Bonjour Vous avez raison mais avant cela, il faudrait déjà supprimer les mesures qui encouragent l'inverse ,à savoir changer de véhicule tous les 10ans (Contrôle technique pointilleux, primes a la casse...) .
Le plus triste, c'est qu'on détruit des véhicules en bon état alors que d'autres sont condamnés à rouler des des véhicules plus anciens car ils n'ont pas les moyens pour en changer et l'occasion est maintenant inabordable du fait de ces mesures.

Jean Vincent

La pénurie de pétrole, si elle se produisait, serait un mal nécessaire pour réduire nos émissions de GES. La solution de substitution pour la mobilité sont les véhicules électriques sont là croissance pourra assurer la relève d'ici à 2025, au moins progressivement, et en utilisant les pics de production d'énergies renouvelables et la recharge intelligente. Il n'y a donc aucune urgence à anticiper une crise pétrolière à part en développant les énergies renouvelables et les infrastructures de mobilités électriques, y compris pour les transports de marchandises.

Hervé

On ne peut que le souhaiter.
Mais selon ce que j'ai pu lire, lorsque le pétrole et le charbon seront épuisés, il sera beaucoup trop tard...

FERRIER

il faut investir sur la filière hydrogène

Hervé

Au stade actuel, cette filière n'a pas les perfs requises (cout, perfs, conso de matières premières rares). On ne sait pas si elle l'aura un jour. Et quand bien même ce serait le cas, il sera probablement trop tard.

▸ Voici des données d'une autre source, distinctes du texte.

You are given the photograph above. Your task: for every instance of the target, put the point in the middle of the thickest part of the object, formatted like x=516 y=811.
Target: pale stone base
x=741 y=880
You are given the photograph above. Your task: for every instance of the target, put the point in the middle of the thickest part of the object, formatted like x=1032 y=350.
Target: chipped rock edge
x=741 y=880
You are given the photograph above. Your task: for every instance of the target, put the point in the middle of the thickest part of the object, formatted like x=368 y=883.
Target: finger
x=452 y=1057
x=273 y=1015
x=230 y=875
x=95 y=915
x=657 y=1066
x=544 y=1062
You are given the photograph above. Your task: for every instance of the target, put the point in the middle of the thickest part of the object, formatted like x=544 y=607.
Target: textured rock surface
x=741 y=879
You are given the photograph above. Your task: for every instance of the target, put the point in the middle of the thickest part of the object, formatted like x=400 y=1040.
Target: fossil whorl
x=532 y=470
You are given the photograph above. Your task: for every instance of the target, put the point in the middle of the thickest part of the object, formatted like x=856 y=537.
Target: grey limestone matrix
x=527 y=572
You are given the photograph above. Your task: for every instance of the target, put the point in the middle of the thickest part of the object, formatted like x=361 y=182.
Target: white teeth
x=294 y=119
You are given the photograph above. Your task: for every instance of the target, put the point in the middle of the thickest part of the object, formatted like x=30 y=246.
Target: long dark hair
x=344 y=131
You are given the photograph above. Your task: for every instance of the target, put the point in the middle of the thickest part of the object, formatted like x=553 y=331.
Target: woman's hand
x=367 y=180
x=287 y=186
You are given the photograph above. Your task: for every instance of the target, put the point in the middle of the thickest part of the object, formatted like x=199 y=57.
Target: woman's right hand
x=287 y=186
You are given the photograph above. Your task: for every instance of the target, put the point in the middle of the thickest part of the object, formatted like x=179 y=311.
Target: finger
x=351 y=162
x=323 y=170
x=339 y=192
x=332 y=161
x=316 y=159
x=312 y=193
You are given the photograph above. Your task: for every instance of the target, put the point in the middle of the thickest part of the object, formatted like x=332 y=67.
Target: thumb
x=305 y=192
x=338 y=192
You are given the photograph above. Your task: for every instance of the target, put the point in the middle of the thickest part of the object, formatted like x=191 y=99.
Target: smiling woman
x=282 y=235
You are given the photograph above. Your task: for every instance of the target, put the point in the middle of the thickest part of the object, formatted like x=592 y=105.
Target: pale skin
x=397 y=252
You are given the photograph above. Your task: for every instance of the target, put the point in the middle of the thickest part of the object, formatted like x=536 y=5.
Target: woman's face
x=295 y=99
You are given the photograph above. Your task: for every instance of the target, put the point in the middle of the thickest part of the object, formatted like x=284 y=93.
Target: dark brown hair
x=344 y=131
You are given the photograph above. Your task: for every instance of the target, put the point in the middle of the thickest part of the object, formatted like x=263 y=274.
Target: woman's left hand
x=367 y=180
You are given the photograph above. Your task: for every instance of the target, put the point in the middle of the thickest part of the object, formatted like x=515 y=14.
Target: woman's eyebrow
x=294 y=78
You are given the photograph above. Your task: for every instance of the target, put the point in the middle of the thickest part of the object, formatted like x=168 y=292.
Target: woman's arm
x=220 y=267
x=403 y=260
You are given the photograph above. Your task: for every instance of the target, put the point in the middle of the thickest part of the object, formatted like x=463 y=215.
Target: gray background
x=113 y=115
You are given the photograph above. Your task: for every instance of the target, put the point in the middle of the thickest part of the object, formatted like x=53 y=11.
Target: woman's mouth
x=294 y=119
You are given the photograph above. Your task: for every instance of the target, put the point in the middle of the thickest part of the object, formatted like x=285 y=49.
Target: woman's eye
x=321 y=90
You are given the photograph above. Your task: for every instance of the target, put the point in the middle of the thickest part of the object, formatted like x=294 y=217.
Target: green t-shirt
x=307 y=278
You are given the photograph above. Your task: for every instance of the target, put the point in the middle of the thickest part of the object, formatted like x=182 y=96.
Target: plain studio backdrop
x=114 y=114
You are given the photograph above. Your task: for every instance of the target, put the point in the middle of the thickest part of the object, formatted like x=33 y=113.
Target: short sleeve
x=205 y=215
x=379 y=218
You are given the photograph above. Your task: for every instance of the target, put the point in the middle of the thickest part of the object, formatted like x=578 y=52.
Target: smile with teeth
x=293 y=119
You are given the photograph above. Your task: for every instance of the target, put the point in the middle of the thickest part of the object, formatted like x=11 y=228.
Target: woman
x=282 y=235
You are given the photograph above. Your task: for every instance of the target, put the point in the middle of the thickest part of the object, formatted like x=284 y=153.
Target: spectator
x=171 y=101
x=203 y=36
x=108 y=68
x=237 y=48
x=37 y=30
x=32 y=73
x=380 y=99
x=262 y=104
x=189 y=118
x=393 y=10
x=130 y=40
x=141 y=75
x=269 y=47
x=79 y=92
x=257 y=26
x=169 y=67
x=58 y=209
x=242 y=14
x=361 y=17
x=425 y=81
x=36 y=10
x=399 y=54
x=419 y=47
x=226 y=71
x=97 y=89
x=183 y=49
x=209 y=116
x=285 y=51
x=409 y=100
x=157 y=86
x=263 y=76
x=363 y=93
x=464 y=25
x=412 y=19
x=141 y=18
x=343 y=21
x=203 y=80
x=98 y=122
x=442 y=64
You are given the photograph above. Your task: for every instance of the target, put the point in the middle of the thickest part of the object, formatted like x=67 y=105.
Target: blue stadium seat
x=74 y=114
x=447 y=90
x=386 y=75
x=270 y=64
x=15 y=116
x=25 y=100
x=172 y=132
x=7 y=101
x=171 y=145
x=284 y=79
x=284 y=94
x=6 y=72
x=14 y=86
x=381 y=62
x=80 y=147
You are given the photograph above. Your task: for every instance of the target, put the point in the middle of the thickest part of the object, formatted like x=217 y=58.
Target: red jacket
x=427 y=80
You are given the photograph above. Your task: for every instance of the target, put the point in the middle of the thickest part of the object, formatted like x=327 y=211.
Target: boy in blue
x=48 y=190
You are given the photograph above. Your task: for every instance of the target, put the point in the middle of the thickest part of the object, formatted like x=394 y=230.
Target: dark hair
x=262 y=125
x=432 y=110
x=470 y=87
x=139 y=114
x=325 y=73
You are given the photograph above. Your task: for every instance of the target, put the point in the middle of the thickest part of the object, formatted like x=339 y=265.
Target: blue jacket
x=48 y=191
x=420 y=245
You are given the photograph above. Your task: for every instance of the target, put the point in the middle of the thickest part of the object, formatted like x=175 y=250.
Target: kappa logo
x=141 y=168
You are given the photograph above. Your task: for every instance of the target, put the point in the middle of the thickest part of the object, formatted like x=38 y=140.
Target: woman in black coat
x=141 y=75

La seule filière susceptible (actuellement) de réduire drastiquement les émissions de GES dans un délai raisonnable (15ans), c'est la conversion de tout ce qu'on peut à l’électricité (en y associant de gros efforts d'économies d'énergie), sous réserve bien sur que la production d’électricité soit décarbonée et pas trop chère sinon ce sera l'échec.

Choppin

Maxence Cordier, Voila un article qui met les points sur les i. Oui, bien sûr, il va falloir renoncer à certaines valeurs, surtout les plus futiles d'ailleurs, mais ça nous empêchera de devenir complètement stupides à force de satisfaire en permanence tous nos caprices. On dépense 500 Milliards de dollars par an en publicité pour maintenir cette illusion du bonheur. La même chose mise au servie de la transition nécessaire, non ? Juste une question quand vous parlez de "bouquets électriques sectoriels", vous parlez d'energie renouvelable diversifiée et répartie sur les territoires en profitant de toutes les opportunités offertes, energie si possible pilotable ? Le tout soutenu par un puissant réseau nucléaire.
Ai-je bien compris. Si c'est ça, ça me va tres bien et de plus j'y contribue par mon travail quotidien.